Emsal Mahkeme Kararı İstanbul 8. Asliye Ticaret Mahkemesi 2016/1193 E. 2018/557 K. 06.06.2018 T.

Görüntülediğiniz mahkeme kararı henüz kesinleşmemiştir. Yararlı olması amacıyla eklenmiştir.

T.C.
İSTANBUL
8. ASLİYE TİCARET MAHKEMESİ
GEREKÇELİ KARAR
ESAS NO : 2016/1193 Esas
KARAR NO : 2018/557
DAVA : İtirazın İptali (Bankacılık İşlemlerinden Kaynaklanan)
DAVA TARİHİ : 12/12/2016
KARAR TARİHİ : 06/06/2018
Davacı tarafından davalı aleyhine açılan itirazın iptali davasının mahkememizde yapılan açık yargılaması sonunda dosya incelendi.
D A V A /
Davacı vekilinin mahkememize sunmuş olduğu dava dilekçesini özetle; müvekkili bulunduğ ubanka ile asıl borçlu Hasan Köse arasında Kredi Sözleşmesi imzalandığı söz konusu sözleşme uyarınca asıl borçluya taksitli Ticari kredi kullandırıldığını, davalı asıl borçlunun müvekkili bankadan kullanılan kredi borçlarını geri ödememesi nedeniyle Kredi hesaplarının borçluya keşide edilen … Noterliği’ nin 07/09/2015 tarih ve … yevmiye nolu ihtarnamesi ile kat edildiği, söz konusu ihtarnameye rağmen borçlunun müvekkili bankaya olan borçlarını ödemediğini, bunun üzerine İstanbul …İcra müdürlüğünün … E. Sayılı dosyası üzerinden takibe geçildiği ve başlatılan takipte borçlu tarafından haksız itiraz edilmesi üzerine takip işleminin durduğunu” belirtilerek başlatılan icra takibine vaki tüm itirazların iptali ile takibin devamına, davalıların %20 den aşağı olmamak üzere icra inkar tazminatına mahkum edilmesini, yargılama giderleri ile vekalet ücretinin de karşı taraf yükletilmesini karar verilmesini talep ve dava etmiştir.
S A V U N M A /
Davalı şirkete usulüne uygun olarak dava dilekçesi ve tensip tutanağının tebliğ edildiği, ancak süresinde herhangi bir cevap dilekçesi sunmadığı anlaşılmıştır.
G E R E K Ç E /
Mahkememizce görevlendirilen bilirkişi incelemesinde özetle; davalı asıl borçlu …’nin davacı bankadan kullanmış bulunduğu taksitli ticari kredi hesabı kredisinden ötürü borçlu olduğu, taraflar arasında imzalanmış kredi sözleşmesi uyarınca temerrüt faiz oranının yıllık %100 olarak hesaplandığı ve davacı talebinin de kredi sözleşmesi koşullarına uygun bir şekilde yıllık %100 oranında bulunduğu, davalının itirazın iptalinin 28/10/2016 takip talep tarihi itibariyle 3.724-TL asıl alacak yıllık %100 temerrüt faiz oranı üzerinden 4.230,88 TL temerrüt faizi ve 211,54 TL faizin %5’i bsmv tutarı olmak üzere toplam 8.166,42 TL üzerinden yapılması hususunun Yüksek Mahkemenin takdirlerinde bulunduğu, 28.10.2016 takip tarihinden itibaren de 3.724 TL asıl alacak matrahı üzerinden yıllık %100 oranında temerrüt faizi talep edebileceği, tarafların 199,73 TL ihtarname masrafı, sair masraf, tazminat ve benzeri diğer taleplerin Sayın Mahkemenin takdirinde olduğu, sonuç ve kanaatine varmıştır.

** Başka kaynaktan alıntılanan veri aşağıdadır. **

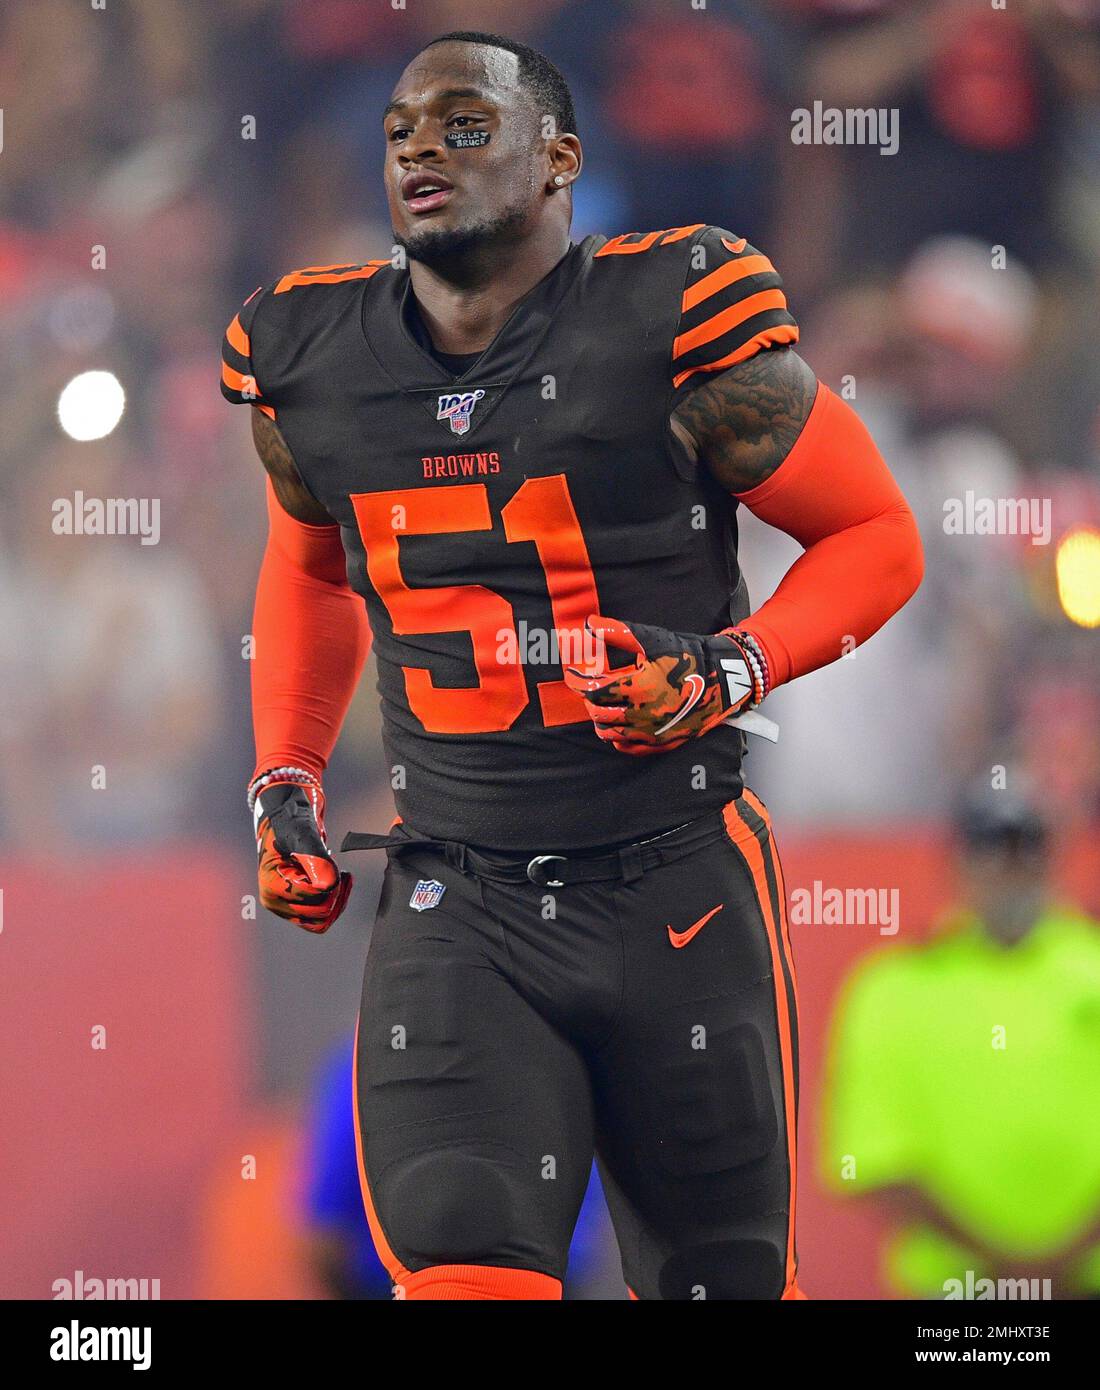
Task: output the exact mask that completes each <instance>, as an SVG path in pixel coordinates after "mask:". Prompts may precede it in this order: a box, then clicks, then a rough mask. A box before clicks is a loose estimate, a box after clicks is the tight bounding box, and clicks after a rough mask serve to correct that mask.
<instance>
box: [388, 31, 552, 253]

Taraflar arasındaki ihtilaf bankacılık hizmetleri sözleşmesine istinaden davalı şirkete verilen kredi borcundan kaynaklanan alacak olup olmadığı varsa miktarı üzerinde toplandığı anlaşılmakla;
Dosyada mevcut alanında uzman bilirkişi tarafından yapılan tespitlerde davacının davaya konu hukuki ilişki sebebiyle asıl alacak 3.724,00 TL, 4.230,88 TL işlemiş faizi ve 211,54 TL faizin %5 bsmv alacaklı olduğunun belirlenmiş olması, kredi sözleşmesi ve hesap kat ihtarnamesi, davalının hesap durumu, yapılmış bir ödeme var ise bunun banka kayıtlarına geçmesinin gerekliliği dikkate alınarak (misal için bkz. Yargıtay 23. Hukuk Dairesi Esas No : 2015/8328, Karar No: 2017/2710 sayılı ilamı) ve bilirkişi tarafından belirlenen faiz doğrultusunda davacının davasının 2004 sayılı İİK md. 67 gereğince “genel hükümler dairesinde” kısmen ispat edildiği kanaatine varılarak davanın kabulüne karar vermek gerekmiştir. Alacak likit olup davalının takibe itirazı haksız bulunduğundan 2004 sayılı İİK md. 67/2 gereğince davacı yararına icra-inkar tazminatına karar verilmiştir.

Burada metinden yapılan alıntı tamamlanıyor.